The US Federal Reserve cut interest rates last month by 50 bps to the 4.75%-5.00% range, the first such move since the pandemic lows, with expectations for two more cuts before year-end. The Fed hiked rates by 525 basis points in 2022 and 2023 to tame high inflation.

However, a series of robust macroeconomic indicators, coupled with hawkish remarks from Federal Reserve officials, have dampened expectations for significant monetary easing through the remainder of this year, according to the CME Group’s FedWatch Tool.

Traders have lowered the probability of the Fed implementing further 50 basis point rate cuts following September’s stronger-than-expected employment report. The likelihood of a 50 bps rate reduction at the final two meetings of 2024 has dropped to around 66%, down from 70% the previous day and 86% a week ago. Current market sentiment places a 32% probability on a single 25 basis point cut by year-end, with only a 2% chance of no change in rates.

Strong US Economic Data

A string of upbeat economic data on consumer spending, job growth, and inflation has prompted investors to scale back expectations for the pace and magnitude of rate cuts, boosting US Treasury yields.

In September, US job gains surged to their highest level in six months, and the unemployment rate declined to 4.1%. Retail sales also posted solid growth during the same period. The resilient economy has been bolstered by strong income growth and ample household savings, helping maintain consumer demand.

Also Read | US election 2024 and Indian stock market: 5 key impacts to watch

The resilient economy has been underpinned by firm income growth and ample household savings. Though labour market momentum has slowed, the level of layoffs remains historically low, supporting wage gains, Reuters reported.

Meanwhile, the Fed’s Beige Book survey found that US economic activity was little changed from September through early October while firms saw an uptick in hiring.

Outlook

Amit Pabari, Managing Director of CR Forex Advisors, believes that the recent rise in US bond yields is temporary, and a reversal is likely in the near term.

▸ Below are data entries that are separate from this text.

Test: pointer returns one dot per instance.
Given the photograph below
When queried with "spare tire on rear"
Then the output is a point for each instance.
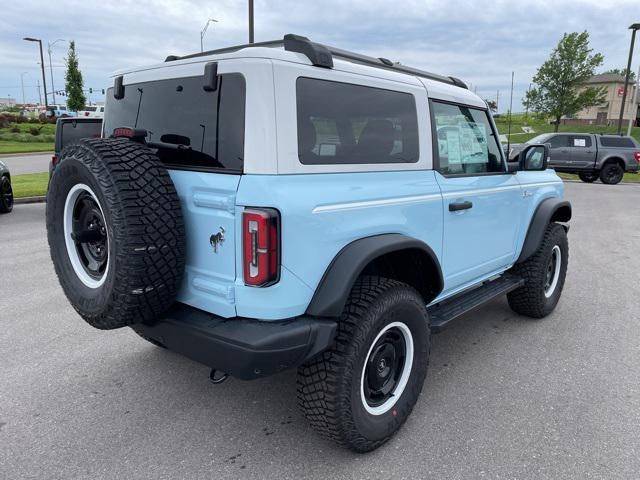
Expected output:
(115, 232)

“US Treasury yields have peaked at levels between 4.2% and 4.3%. We anticipate a reversal in yields moving forward, driven by expected Fed rate cuts. The next US president will face challenges in managing the high fiscal deficit and stimulating the economy, which may prioritize lowering interest rates. This, in turn, is likely to ease bond yields,” Pabari stated.

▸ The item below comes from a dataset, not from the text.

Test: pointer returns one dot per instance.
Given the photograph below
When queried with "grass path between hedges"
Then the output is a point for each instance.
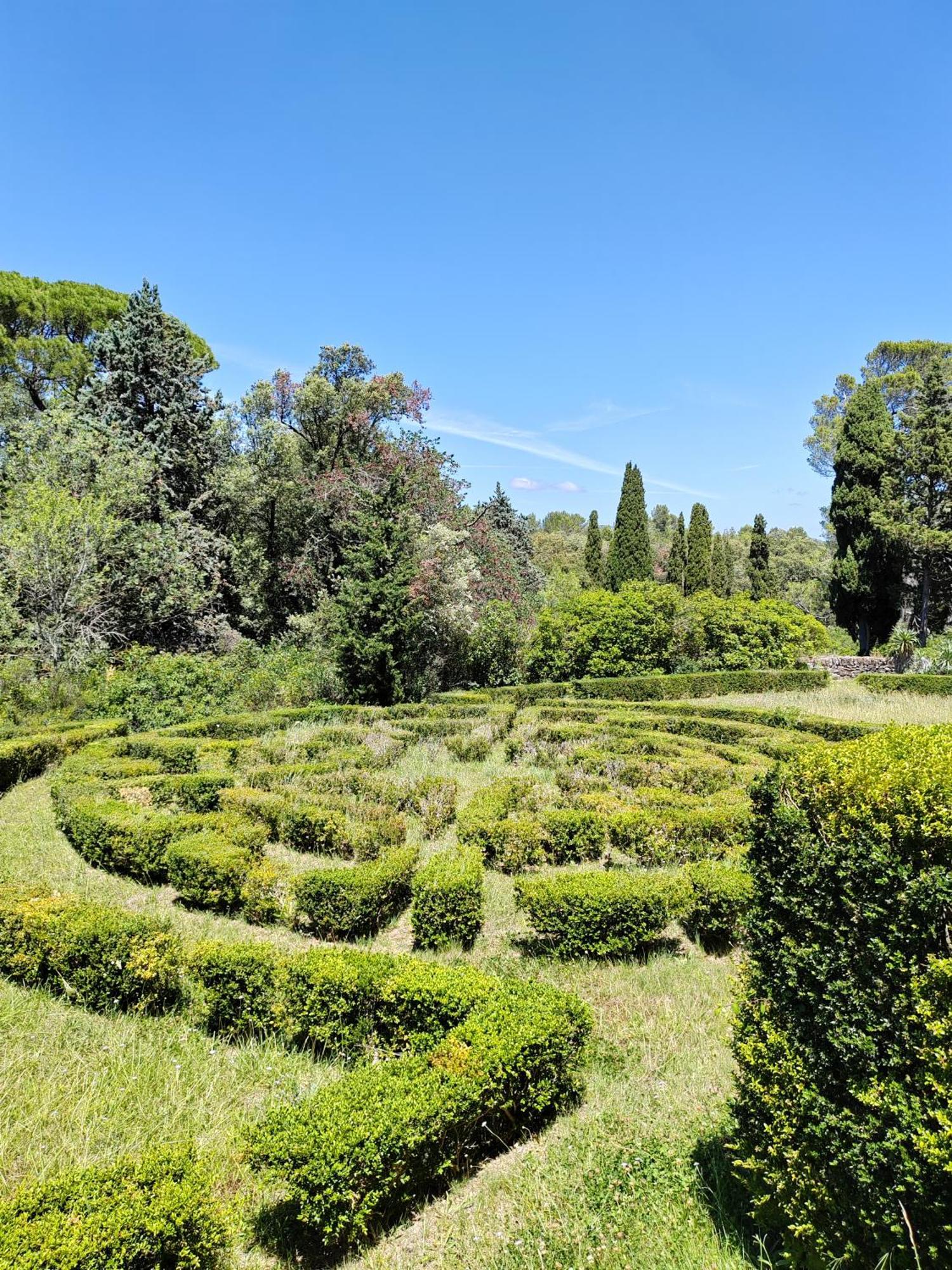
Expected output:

He projects that US Treasury yields could decline to levels between 4% and 3.75%, which would also put downward pressure on the US dollar index.

“US bond yields have become a key driver for dollar movement. We expect the US dollar index, having peaked near 104, to drift lower to 102 – 102.50 levels. Should it breach this range, the index could further decline to 100.50,” Pabari added.

Disclaimer: The views and recommendations made above are those of individual analysts or broking companies, and not of Mint. We advise investors to check with certified experts before making any investment decisions.